Que bom seria que sempre fosse Natal para as crianças

O significado do Natal para os nossos filhos

Vilma Medina Vilma Medina Diretora de Guiainfantil.com

Perto da noite de Natal, já se vê, se ouve e se sente o Natal por todos os lados. As ruas já estão com as luzes acesas e já mostram as cores próprias do evento. Renas, Papai Noel, anjos e estrelas se movem, emitem sons, e dão um novo brilho à decoração nos despertando para o Natal, como se fosse um alarme. Não são somente as luzes que brilham, mas também um montão de ofertas e novidades para todos os gostos. Tudo reluz e salta aos olhos, principalmente das crianças

Natal é magia e alegria para as crianças

A magia do Natal para as crianças 

Nas lojas de brinquedos já se nota uma grande quantidade e variedade de produtos, e de gente que não somente antecipa as suas compras, mas para reservar alguns brinquedos que podem se esgotar com facilidade. 

Patins, carros com controle remoto, bicicletas, bonecas, vídeos games, smartphones, são os mais pedidos pelas crianças. Alguns comércios anunciam horários de atendimento ampliados. 

Mas o Natal não é só brilho e luz. Tem sabor, cheiro e sons. Algumas lojas e supermercados colocam canções de Natal, e alguns até colocam algumas especiarias disponíveis para serem provadas. 

O tráfego na internet aumenta, assim como também a compra das loterias milionárias do Natal e do Ano Novo. As famílias gostam de levar as crianças para verem as luzes, as músicas, os presépios e as árvores espalhadas pela cidade e nos shoppings. 

As felicitações, antes enviadas pelo correio, agora são enviadas via internet com vídeos animados e tudo o mais que a tecnologia oferece. Reencontraremos familiares, amigos e nos uniremos para celebrar uma das festas mais esperadas do ano. 

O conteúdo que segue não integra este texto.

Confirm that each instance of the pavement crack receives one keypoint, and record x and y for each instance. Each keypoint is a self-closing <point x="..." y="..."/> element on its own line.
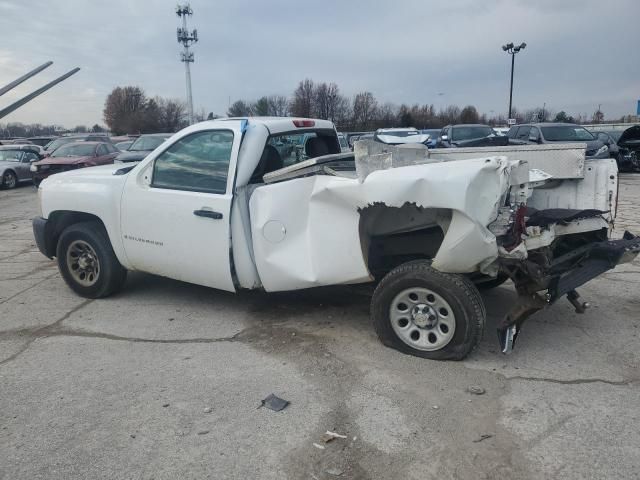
<point x="29" y="288"/>
<point x="577" y="381"/>
<point x="42" y="331"/>
<point x="58" y="332"/>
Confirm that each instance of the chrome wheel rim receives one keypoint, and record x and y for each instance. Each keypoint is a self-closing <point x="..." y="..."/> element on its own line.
<point x="9" y="180"/>
<point x="422" y="319"/>
<point x="83" y="263"/>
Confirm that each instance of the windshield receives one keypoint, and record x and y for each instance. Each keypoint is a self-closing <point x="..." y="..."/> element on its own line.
<point x="59" y="142"/>
<point x="146" y="143"/>
<point x="567" y="133"/>
<point x="615" y="134"/>
<point x="400" y="133"/>
<point x="10" y="155"/>
<point x="470" y="133"/>
<point x="75" y="150"/>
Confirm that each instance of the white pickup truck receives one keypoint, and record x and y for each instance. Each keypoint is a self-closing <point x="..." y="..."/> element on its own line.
<point x="236" y="204"/>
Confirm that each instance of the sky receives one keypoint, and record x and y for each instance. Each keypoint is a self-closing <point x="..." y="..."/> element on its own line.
<point x="579" y="54"/>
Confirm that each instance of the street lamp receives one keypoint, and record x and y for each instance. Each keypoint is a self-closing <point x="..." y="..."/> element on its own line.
<point x="512" y="49"/>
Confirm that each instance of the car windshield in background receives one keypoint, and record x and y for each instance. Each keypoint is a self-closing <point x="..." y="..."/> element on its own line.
<point x="471" y="133"/>
<point x="9" y="155"/>
<point x="76" y="150"/>
<point x="565" y="134"/>
<point x="615" y="134"/>
<point x="400" y="133"/>
<point x="291" y="147"/>
<point x="58" y="142"/>
<point x="146" y="143"/>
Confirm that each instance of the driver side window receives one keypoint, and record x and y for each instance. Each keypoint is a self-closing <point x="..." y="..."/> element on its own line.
<point x="197" y="163"/>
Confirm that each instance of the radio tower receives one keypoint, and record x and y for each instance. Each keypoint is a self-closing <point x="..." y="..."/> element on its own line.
<point x="187" y="38"/>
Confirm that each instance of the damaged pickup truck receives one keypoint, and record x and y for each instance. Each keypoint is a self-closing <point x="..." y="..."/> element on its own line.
<point x="219" y="205"/>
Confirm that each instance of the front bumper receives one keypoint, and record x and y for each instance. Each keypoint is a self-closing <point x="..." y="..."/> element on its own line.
<point x="44" y="235"/>
<point x="561" y="277"/>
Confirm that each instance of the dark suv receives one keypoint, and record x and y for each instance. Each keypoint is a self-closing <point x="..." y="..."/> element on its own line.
<point x="550" y="133"/>
<point x="470" y="135"/>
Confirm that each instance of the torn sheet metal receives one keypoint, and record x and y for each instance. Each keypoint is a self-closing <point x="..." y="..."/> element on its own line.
<point x="306" y="230"/>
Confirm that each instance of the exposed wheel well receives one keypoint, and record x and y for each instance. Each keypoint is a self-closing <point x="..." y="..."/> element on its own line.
<point x="59" y="220"/>
<point x="391" y="236"/>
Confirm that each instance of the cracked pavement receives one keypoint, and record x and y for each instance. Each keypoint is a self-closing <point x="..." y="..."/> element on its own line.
<point x="164" y="380"/>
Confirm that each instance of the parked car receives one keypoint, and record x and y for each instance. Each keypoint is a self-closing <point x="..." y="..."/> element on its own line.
<point x="549" y="133"/>
<point x="629" y="149"/>
<point x="84" y="137"/>
<point x="344" y="145"/>
<point x="217" y="206"/>
<point x="122" y="146"/>
<point x="73" y="156"/>
<point x="141" y="147"/>
<point x="399" y="136"/>
<point x="470" y="135"/>
<point x="15" y="163"/>
<point x="42" y="140"/>
<point x="609" y="138"/>
<point x="434" y="135"/>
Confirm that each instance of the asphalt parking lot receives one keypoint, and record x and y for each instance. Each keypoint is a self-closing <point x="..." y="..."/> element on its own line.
<point x="163" y="381"/>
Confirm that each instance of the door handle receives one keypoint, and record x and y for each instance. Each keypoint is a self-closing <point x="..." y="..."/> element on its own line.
<point x="208" y="214"/>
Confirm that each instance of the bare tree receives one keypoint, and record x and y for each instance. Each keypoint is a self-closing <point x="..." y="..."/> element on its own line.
<point x="239" y="108"/>
<point x="124" y="109"/>
<point x="303" y="103"/>
<point x="278" y="105"/>
<point x="364" y="110"/>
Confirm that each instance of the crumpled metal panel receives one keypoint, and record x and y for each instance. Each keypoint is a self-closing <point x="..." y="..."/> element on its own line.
<point x="305" y="231"/>
<point x="561" y="161"/>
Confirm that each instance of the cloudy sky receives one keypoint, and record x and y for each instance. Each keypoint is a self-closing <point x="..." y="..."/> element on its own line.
<point x="580" y="53"/>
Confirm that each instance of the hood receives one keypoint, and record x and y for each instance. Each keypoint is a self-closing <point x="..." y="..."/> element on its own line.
<point x="391" y="139"/>
<point x="132" y="156"/>
<point x="63" y="160"/>
<point x="631" y="136"/>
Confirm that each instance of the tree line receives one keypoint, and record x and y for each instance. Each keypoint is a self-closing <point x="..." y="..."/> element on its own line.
<point x="130" y="110"/>
<point x="363" y="112"/>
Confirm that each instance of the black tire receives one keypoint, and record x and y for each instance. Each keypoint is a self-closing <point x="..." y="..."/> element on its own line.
<point x="111" y="275"/>
<point x="9" y="180"/>
<point x="492" y="282"/>
<point x="458" y="291"/>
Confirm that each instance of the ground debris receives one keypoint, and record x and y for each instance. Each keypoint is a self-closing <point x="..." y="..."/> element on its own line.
<point x="336" y="472"/>
<point x="274" y="403"/>
<point x="330" y="436"/>
<point x="482" y="437"/>
<point x="476" y="390"/>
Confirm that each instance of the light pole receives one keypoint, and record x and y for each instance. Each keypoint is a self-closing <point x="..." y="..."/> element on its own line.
<point x="187" y="38"/>
<point x="512" y="50"/>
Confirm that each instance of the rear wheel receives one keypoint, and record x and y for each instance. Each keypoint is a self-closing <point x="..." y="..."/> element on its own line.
<point x="9" y="180"/>
<point x="87" y="262"/>
<point x="421" y="311"/>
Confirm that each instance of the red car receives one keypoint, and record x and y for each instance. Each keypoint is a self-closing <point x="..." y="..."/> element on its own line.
<point x="72" y="156"/>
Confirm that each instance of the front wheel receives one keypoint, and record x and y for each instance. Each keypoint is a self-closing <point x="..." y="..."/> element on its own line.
<point x="423" y="312"/>
<point x="87" y="262"/>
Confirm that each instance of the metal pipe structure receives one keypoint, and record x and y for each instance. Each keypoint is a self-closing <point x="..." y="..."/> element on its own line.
<point x="187" y="38"/>
<point x="26" y="76"/>
<point x="14" y="106"/>
<point x="512" y="49"/>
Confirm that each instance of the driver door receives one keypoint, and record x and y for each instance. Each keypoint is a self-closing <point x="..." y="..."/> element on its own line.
<point x="176" y="205"/>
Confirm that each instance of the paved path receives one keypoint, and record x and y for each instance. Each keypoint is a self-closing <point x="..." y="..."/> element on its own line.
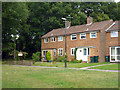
<point x="84" y="68"/>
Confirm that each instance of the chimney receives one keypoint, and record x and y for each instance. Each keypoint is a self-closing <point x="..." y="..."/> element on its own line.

E no meio de todo esse arsenal decorativo, está o Natal, um espírito contagioso dentro de cada um de nós. A gente é envolvida pela necessidade de presentear, de dar algo a alguém, de desenhar um sorriso na carinha dos nossos filhos, entes queridos e amigos. 

Em geral, ficamos todos mais bondosos, generosos e conseguimos inclusive ampliar o nosso olhar além do nosso ‘terreno’ em direção aos desfavorecidos e necessitados. Afinal, o Natal não tem passaporte, nem status social, nem cor, nem distinção. Que bom seria que sempre fosse Natal!